Tim hocha la tête, s’approcha docilement des baies vitrées, soupira puis sortit sur le balcon. Bruce était droit, raide dans son costume trois pièces, et le visage plus fermé que jamais. Il resta muet et Tim qui n’avait pas l’intention d’engager la conversation, finit par s’y résigner après de longues minutes de silence inconfortable.
- Conner arrive.
La bouche de Bruce ne se tordit pas réellement, mais c’était tout comme.
- Superboy.
Tim acquiesça.
- Tu continues cette histoire avec lui.
Ce n’était pas tout à fait une question, mais Tim refusa de se laisser entraîner sur un tel sujet. Il leva les yeux au ciel.

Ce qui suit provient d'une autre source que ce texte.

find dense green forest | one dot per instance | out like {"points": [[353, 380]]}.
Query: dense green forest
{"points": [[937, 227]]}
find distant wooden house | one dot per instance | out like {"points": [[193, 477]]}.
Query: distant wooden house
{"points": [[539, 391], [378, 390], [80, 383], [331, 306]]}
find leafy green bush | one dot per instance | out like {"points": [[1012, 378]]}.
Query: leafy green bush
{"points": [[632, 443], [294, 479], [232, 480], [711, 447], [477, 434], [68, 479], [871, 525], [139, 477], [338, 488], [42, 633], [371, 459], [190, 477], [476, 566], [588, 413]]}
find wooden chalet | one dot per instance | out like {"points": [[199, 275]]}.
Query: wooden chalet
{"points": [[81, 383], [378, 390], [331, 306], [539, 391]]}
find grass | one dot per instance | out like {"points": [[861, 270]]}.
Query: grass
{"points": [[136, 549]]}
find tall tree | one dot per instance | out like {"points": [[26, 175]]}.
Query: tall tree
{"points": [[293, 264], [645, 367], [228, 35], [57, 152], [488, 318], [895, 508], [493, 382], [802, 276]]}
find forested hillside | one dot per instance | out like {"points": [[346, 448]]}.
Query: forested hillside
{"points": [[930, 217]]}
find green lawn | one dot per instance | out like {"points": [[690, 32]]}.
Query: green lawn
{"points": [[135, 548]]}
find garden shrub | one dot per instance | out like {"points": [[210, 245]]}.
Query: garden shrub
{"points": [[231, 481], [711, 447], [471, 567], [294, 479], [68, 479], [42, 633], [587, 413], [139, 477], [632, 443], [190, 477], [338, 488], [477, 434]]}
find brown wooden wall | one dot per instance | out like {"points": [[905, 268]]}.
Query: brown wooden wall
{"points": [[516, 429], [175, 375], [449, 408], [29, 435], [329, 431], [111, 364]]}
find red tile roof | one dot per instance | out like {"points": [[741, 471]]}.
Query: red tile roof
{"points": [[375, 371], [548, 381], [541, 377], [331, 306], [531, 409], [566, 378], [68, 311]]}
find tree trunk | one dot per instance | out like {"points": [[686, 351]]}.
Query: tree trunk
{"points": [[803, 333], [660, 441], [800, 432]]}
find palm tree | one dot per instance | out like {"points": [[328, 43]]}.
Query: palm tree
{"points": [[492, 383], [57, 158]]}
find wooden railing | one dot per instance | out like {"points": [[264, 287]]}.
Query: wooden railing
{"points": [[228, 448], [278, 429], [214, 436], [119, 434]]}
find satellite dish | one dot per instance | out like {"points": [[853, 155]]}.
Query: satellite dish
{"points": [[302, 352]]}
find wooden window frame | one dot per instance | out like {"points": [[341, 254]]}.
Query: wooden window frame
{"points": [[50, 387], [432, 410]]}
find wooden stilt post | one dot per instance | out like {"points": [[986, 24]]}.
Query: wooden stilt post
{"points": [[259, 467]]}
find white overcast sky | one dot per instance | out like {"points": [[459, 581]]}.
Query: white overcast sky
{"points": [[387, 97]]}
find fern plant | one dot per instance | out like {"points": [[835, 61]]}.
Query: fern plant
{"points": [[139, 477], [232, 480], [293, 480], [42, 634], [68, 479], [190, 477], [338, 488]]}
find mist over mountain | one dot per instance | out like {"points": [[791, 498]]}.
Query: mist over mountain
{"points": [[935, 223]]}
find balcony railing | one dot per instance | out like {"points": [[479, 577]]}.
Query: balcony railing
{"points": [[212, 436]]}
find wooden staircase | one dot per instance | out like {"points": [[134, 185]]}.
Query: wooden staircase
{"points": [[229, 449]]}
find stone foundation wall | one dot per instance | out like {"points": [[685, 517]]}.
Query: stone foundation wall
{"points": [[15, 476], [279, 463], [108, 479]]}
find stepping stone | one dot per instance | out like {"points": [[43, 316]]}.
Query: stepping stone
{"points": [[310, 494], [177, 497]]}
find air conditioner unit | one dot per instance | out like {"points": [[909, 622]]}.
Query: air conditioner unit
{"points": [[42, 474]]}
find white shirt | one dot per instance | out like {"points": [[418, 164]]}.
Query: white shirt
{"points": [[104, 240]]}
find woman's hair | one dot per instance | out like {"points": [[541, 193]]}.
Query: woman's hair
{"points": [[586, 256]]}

- Écoute, ça me regarde. Ok ?
Bruce lui lança un regard transperçant mais se garda de tout commentaire. Le silence se prolongea, et cette fois, Tim ne daigna pas parler.
- Je t’ai proposé de t’adopter.
Tim tressaillit. Il ne s’était pas attendu à une attaque aussi directe.
- Et tu as payé un acteur pour jouer ton oncle devant les services sociaux.
Il grimaça, mal à l’aise.
- Bruce, je…
- C’est Oracle qui a créé l’identité factice de cet homme ?
- Quoi ? Non ! Non elle n’a rien à voir avec ça ! C’est moi qui ai tout fait.
- Je vois…
Tim se mordit la langue. Dans sa hâte de blanchir Barbara de cette affaire, il s’enfonçait encore plus. Il envisagea sérieusement de sauter du balcon.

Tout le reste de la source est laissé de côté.